Genes

Oral Cancer in the Molecular Age

Joseph A. Regezi, DDS, MS, and Richard C. K. Jordan DDS, PhD

Copyright 2001 Journal of the California Dental Association.

Oral cancer represents an accumulation of defects in the genes that encode key proteins associated with growth and development. Dysregulation of these proteins is central to malignant conversion. This appears to involve three major changes in cell function: 1. altered cell growth, death and longevity; 2. unencumbered cell movement; and 3. development of a new blood supply (angiogenesis). Specific genes, such as p53, p27, p16, and cyclin D-1, are altered in oral cancer through mutation, amplification, or deactivation. These genes are also frequently altered in many other malignancies. In oral mucosa, etiologic agents -- especially tobacco and alcohol, and possibly some viruses -- are known to induce alterations in the genes and gene functions associated with cell cycle regulation, contributing to the development of squamous cell carcinoma and epithelial dysplasias. Identification of the specific genes/proteins and the sequence in which they appear in the transformation of a normal cell to a malignant cell is necessary for the formulation of new treatment strategies, the development of early detection methods, and the prediction of patient outcome.

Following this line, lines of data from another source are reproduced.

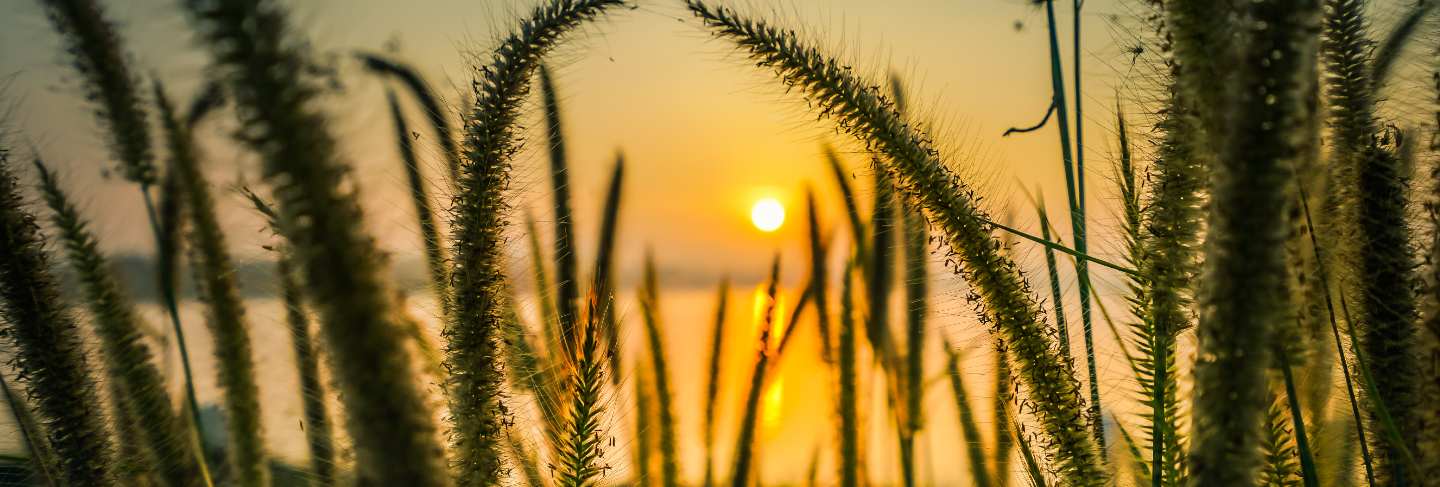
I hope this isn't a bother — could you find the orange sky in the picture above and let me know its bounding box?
[0,0,1146,289]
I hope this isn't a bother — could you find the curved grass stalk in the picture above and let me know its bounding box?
[384,91,449,313]
[444,0,624,486]
[35,158,210,487]
[837,256,863,487]
[356,52,461,183]
[1175,1,1319,486]
[40,0,158,185]
[704,277,730,487]
[183,0,449,487]
[639,252,680,487]
[688,0,1107,486]
[945,341,992,486]
[0,147,115,486]
[540,65,580,351]
[156,82,269,487]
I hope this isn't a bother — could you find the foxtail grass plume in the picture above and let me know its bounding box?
[444,0,624,486]
[35,160,209,487]
[156,82,269,487]
[0,146,117,486]
[183,0,449,487]
[687,0,1107,486]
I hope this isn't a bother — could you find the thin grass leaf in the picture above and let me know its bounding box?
[704,277,730,487]
[35,158,210,487]
[945,341,992,486]
[688,0,1107,486]
[837,256,861,487]
[154,82,269,487]
[590,153,625,386]
[730,255,780,487]
[638,251,680,487]
[539,65,580,354]
[821,144,870,262]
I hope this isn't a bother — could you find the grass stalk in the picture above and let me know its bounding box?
[384,89,449,310]
[552,295,609,487]
[35,160,210,487]
[240,187,336,487]
[1323,0,1418,484]
[730,255,780,487]
[688,0,1107,478]
[275,251,336,486]
[639,252,680,487]
[356,53,461,183]
[183,0,448,487]
[1035,199,1074,362]
[1175,1,1319,486]
[945,343,994,486]
[154,82,269,487]
[445,0,624,486]
[590,154,625,386]
[0,147,115,486]
[540,65,580,350]
[1045,0,1106,449]
[837,259,861,487]
[704,277,730,487]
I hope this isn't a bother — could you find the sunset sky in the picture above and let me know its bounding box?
[0,0,1138,478]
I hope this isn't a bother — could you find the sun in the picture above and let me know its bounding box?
[750,197,785,232]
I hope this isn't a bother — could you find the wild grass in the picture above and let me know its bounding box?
[183,0,449,487]
[35,158,209,486]
[8,0,1440,487]
[0,140,117,486]
[688,1,1106,484]
[704,278,730,487]
[154,82,269,487]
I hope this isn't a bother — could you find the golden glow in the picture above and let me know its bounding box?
[750,197,785,232]
[760,376,785,431]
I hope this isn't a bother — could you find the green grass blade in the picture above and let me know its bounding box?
[590,153,625,386]
[704,277,730,487]
[945,343,992,486]
[540,65,580,354]
[356,52,461,183]
[156,82,269,487]
[730,255,780,487]
[384,91,449,313]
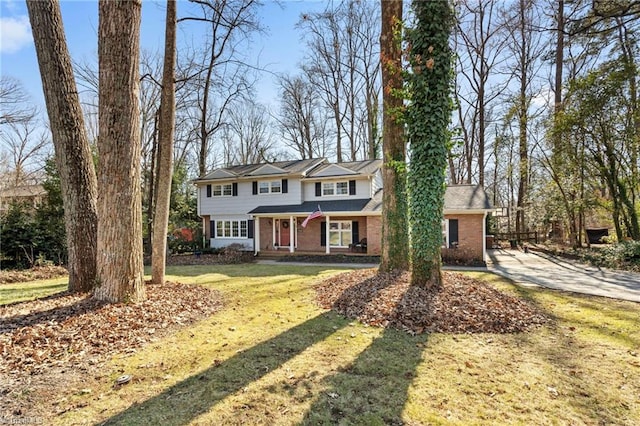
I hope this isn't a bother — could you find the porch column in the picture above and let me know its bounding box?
[325,215,331,254]
[271,217,280,250]
[289,216,296,253]
[482,212,488,263]
[253,217,260,255]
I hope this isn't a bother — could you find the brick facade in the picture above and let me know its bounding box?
[444,214,484,260]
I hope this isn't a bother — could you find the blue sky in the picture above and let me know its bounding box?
[0,0,326,110]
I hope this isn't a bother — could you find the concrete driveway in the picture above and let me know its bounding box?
[488,249,640,302]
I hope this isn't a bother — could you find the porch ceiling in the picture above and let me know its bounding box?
[249,198,373,215]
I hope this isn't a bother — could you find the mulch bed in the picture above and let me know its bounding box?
[316,269,549,334]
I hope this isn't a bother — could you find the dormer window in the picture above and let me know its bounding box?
[258,180,282,194]
[212,183,233,197]
[322,181,349,196]
[253,179,289,195]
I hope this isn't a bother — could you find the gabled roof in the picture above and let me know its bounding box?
[194,158,327,182]
[248,164,287,176]
[307,160,382,179]
[444,185,493,211]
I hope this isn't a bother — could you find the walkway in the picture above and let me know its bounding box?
[258,250,640,302]
[488,250,640,302]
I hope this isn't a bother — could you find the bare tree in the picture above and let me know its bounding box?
[0,115,51,186]
[276,74,329,159]
[0,75,35,125]
[449,0,507,186]
[225,101,275,165]
[297,0,380,161]
[504,0,545,232]
[94,0,145,302]
[179,0,261,176]
[151,0,177,284]
[27,0,97,291]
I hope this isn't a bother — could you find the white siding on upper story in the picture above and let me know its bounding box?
[198,177,303,218]
[302,177,373,201]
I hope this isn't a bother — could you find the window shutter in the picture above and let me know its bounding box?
[449,219,458,247]
[349,180,356,195]
[351,220,360,244]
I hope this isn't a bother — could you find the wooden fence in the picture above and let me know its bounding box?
[493,232,538,246]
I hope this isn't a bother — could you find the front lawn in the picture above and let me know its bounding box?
[0,264,640,425]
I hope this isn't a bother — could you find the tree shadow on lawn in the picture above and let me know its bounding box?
[161,263,353,278]
[102,312,350,425]
[302,274,430,425]
[0,291,100,334]
[302,328,428,425]
[103,266,410,425]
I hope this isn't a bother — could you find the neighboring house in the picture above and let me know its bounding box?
[0,185,47,214]
[194,158,491,260]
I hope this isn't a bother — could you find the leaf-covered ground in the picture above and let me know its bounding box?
[316,269,548,334]
[0,265,67,284]
[0,283,222,416]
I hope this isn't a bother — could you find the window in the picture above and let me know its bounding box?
[258,180,282,194]
[212,183,233,197]
[322,182,349,196]
[442,219,449,248]
[329,220,353,247]
[216,220,248,238]
[442,219,458,248]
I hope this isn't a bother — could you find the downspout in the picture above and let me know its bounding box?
[253,216,260,256]
[325,215,331,254]
[289,216,296,253]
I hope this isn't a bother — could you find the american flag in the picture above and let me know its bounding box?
[302,206,323,228]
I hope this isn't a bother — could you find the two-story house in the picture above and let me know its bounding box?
[194,158,491,260]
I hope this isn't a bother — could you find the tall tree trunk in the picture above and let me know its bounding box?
[151,0,176,284]
[407,0,453,289]
[94,0,145,302]
[380,0,409,272]
[516,0,531,232]
[27,0,97,292]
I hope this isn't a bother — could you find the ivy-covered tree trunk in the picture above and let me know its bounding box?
[407,0,453,288]
[27,0,98,292]
[151,0,176,284]
[380,0,409,272]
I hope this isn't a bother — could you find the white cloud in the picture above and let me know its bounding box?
[0,15,33,53]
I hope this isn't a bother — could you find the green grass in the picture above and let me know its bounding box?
[0,277,69,305]
[6,265,640,425]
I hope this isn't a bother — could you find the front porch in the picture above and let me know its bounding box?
[254,214,380,255]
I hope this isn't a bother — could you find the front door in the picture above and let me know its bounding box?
[280,220,291,247]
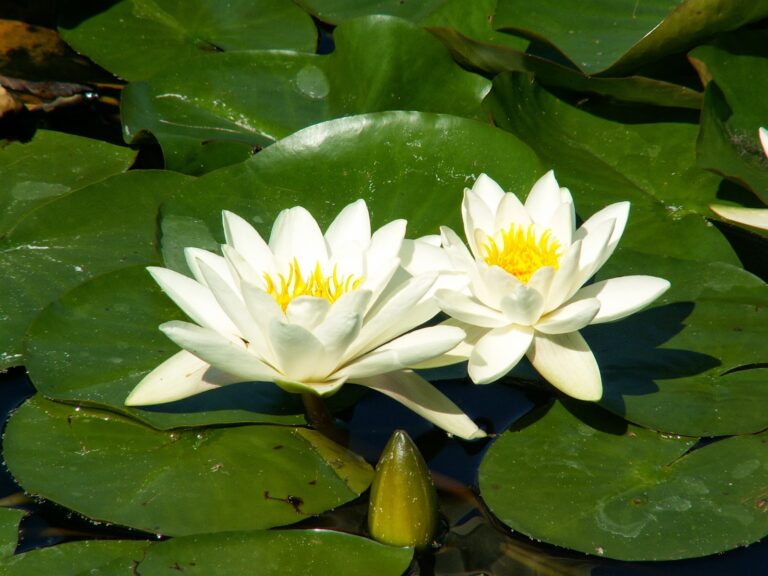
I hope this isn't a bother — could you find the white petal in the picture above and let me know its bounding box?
[269,206,328,273]
[709,204,768,230]
[325,199,371,254]
[467,324,533,384]
[125,350,242,406]
[572,276,670,324]
[536,298,600,334]
[435,290,508,328]
[184,248,237,290]
[472,174,504,213]
[160,321,279,382]
[352,371,485,440]
[337,326,464,379]
[197,261,264,350]
[147,266,238,334]
[269,319,333,382]
[574,202,629,273]
[494,192,531,231]
[528,332,603,401]
[222,210,274,274]
[525,170,561,228]
[544,240,582,312]
[285,296,331,330]
[461,189,495,258]
[501,284,544,326]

Oral cancer, like most other malignancies, represents an accumulation of molecular lesions in genes that encode for proteins that control cell cycle, cell survival, cell motility, and angiogenesis. These complex changes give the tumor cells an independent growth advantage, leading to the ability to invade and metastasize to distant sites.^1,2 Understanding how oral cancers develop at the molecular level will be necessary for the development of new cancer control methods. The purposes of this paper are to briefly review the causes of oral cancer, and the molecular mechanisms that are important in oral cancer pathogenesis.

Causes of Oral Cancer

Generally, the most important cause of oral cancer is tobacco.³ The use of tobacco, including smokeless forms, is known to increase the risk of oral cancer and is directly dependent upon the amount and duration of the habit. Alcohol, either alone or with tobacco, can also lead to oral cancer. The genes that have been shown to be altered in oral cancers by tobacco carcinogens are p53 and ras genes (see below). Human papilloma viruses (particularly subtypes 16 and 18) have been associated with some oral cancers, especially verrucous forms. HPV-encoded proteins, E6 and E7, are known to block the cell cycle inhibitory effects of p53 and retinoblastoma proteins, respectively.^4,5 In the herpes virus group, Epstein-Barr virus has been closely linked to carcinoma of the nasopharynx and some lymphomas. Herpes simplex -- which commonly affects perioral skin, vermilion, palate, and gingiva -- has not been convincingly linked to the etiology of oral or lip cancers.⁶

How the various etiologic factors (e.g., tobacco carcinogens) operate at the molecular level is under investigation and is only partially understood. They are, however, believed to effect changes in the genome. Critical growth-related genes may become mutated, amplified, or deactivated by these agents, and the encoded proteins may be dysfunctional, overexpressed, or underexpressed.

Altered Gene Expression

No two oral cancers are exactly alike. The heterogeneous nature of oral cancers is evident at all levels, from molecular to clinical. Marked differences can be seen in clinical appearances (e.g., leukoplakia, erythroplakia, verrucous), histologic patterns (e.g., good to poor differentiation, inflammatory response, invasive architecture), and biologic behaviors (e.g., prolonged precancerous state, rapidity of invasion, metastatic potential). Likewise, the molecular (genetic) alterations are variable in type and, to some degree, in the sequence in which they occur. While oral cancers do not all exhibit the same genetic patterns or profiles, certain genes are apparently more commonly affected than others. Some of the genes known to be involved in oral carcinogenesis are discussed below.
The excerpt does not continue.